Misconceptions like this became a barrier that made it difficult for the company to engage in public discourse. “We had to overcome those blockers first,” she said. “And for the things that weren't true, logically I felt like we should proactively address those things, because they're coming up time and time again.”

That didn’t happen. “I didn't feel like we were effectively addressing those issues. I disagreed with what I perceived at the time to be a strategy of dangling shiny objects, to distract people from the things that they were concerned about. So that's ultimately what eroded my excitement in the role.”

This was a prime reason she decided to move to Uber, where she could start fresh. But it also helped cement another goal. Her time at Facebook “was when I learned that I really was different from a lot of my colleagues, and that I wanted to stay different,” she said. “And that's when I started planning and strategizing to one day own my own company.”

An Agency of Her Own

She started Discernible with the aim of continuing her specialized services. And so far the CEO is sticking with her plan. “I'm not doing a lot of traditional PR and media work,” she said. “My real focus is on helping security and privacy teams become better communicators within their organizations, so that they can earn more influence over business decisions.” This is important, she continued, because too often they’re expected to clean up after a product team builds a risky product. “I want security and privacy teams to own their own destiny,” she added.

Asked whether she hopes to grow, Ensign said that she wants to remain small. But she does look to broaden her agency’s scope. “The plan is that in 2021, we will expand to include related disciplines,” she said. She aims to add a public policy capability and a product development expert, “so that I can offer my clients something that's more full-package, because security and privacy teams are themselves multidisciplinary.” Currently based in Miami, Ensign is open to partners who reside nearly anywhere.

She herself spends much of her time in Mexico. The reason: deep sea diving. She started college as a marine biology major. She switched majors but retained her love of diving. And she’s learned a great deal that has helped her professionally. “I make jokes all the time about the similarities between hackers and sharks,” she said. But she doesn’t mean that in the way people expect: “They're misunderstood, but vital for the immune system of their environments.”

More to the point, as a trained rescue diver she’s learned lessons applicable to lots of emergencies—including incident response.
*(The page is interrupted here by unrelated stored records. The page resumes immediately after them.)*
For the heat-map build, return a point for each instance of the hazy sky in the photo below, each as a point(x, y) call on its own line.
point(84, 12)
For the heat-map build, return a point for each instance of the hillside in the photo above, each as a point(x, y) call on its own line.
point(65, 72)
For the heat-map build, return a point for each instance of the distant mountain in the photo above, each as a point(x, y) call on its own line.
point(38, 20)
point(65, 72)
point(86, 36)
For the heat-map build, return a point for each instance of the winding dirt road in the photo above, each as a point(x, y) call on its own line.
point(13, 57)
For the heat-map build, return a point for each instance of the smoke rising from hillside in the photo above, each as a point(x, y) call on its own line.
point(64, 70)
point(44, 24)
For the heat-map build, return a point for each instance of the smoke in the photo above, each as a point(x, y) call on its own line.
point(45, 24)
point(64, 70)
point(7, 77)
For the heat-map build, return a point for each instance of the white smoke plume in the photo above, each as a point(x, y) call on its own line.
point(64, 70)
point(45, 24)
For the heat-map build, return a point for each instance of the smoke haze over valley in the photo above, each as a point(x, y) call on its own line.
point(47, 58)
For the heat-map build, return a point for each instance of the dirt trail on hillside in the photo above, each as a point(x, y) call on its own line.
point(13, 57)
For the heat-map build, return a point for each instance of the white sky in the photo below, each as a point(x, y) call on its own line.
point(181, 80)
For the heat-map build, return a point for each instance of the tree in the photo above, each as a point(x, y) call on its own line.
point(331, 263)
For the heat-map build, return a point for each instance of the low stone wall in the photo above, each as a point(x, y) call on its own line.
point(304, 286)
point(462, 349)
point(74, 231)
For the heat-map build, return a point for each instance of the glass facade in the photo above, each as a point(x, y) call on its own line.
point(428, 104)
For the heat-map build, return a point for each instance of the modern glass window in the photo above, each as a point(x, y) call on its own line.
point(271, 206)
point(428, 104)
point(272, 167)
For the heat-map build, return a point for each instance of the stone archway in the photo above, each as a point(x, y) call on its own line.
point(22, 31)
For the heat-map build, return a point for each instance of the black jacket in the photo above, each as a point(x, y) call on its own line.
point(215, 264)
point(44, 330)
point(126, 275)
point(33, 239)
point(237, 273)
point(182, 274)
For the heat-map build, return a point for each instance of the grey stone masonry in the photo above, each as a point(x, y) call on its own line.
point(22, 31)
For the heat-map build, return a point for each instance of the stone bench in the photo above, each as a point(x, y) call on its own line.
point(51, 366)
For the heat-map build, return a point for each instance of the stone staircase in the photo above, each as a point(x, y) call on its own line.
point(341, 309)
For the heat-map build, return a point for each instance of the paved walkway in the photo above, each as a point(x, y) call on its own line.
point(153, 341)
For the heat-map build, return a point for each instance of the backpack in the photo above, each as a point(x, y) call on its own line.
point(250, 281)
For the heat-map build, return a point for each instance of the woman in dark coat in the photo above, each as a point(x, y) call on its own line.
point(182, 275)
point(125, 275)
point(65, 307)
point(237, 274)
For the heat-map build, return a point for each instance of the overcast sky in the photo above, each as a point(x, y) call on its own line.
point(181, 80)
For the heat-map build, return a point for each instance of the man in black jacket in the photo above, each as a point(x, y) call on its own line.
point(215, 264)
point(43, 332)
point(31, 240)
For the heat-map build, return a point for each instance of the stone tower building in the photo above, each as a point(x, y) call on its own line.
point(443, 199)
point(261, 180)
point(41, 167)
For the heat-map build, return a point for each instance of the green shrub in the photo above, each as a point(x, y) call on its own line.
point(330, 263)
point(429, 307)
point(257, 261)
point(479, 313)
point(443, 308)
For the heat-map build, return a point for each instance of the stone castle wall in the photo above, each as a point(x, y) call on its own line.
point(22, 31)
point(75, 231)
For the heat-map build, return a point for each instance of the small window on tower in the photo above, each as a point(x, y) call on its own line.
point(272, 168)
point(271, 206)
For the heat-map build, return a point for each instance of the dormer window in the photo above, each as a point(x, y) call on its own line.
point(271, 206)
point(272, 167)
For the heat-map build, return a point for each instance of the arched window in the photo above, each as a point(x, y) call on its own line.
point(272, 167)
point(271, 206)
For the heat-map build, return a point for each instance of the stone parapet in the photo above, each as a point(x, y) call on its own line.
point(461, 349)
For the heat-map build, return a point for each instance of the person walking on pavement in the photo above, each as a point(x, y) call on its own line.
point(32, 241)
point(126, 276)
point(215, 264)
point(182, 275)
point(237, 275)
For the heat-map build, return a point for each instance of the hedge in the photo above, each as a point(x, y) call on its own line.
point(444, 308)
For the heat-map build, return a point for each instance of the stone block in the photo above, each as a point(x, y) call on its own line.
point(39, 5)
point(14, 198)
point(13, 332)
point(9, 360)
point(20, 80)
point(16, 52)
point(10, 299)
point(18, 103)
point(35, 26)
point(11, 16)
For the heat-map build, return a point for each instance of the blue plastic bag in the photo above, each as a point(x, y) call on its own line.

The immediate reaction is often panic. “So your first job as the rescue diver is to keep that person calm and to keep them still,” she said. “We will thrash around in the water if we are worried about something; or we'll send out a whole bunch of tweets, or press releases, or blog posts just trying to alleviate that uncomfortableness that we feel.” Her job, in either environment, is to help the individuals relax. And then “be prepared with the right guidance, and the right coaching, at the right time.”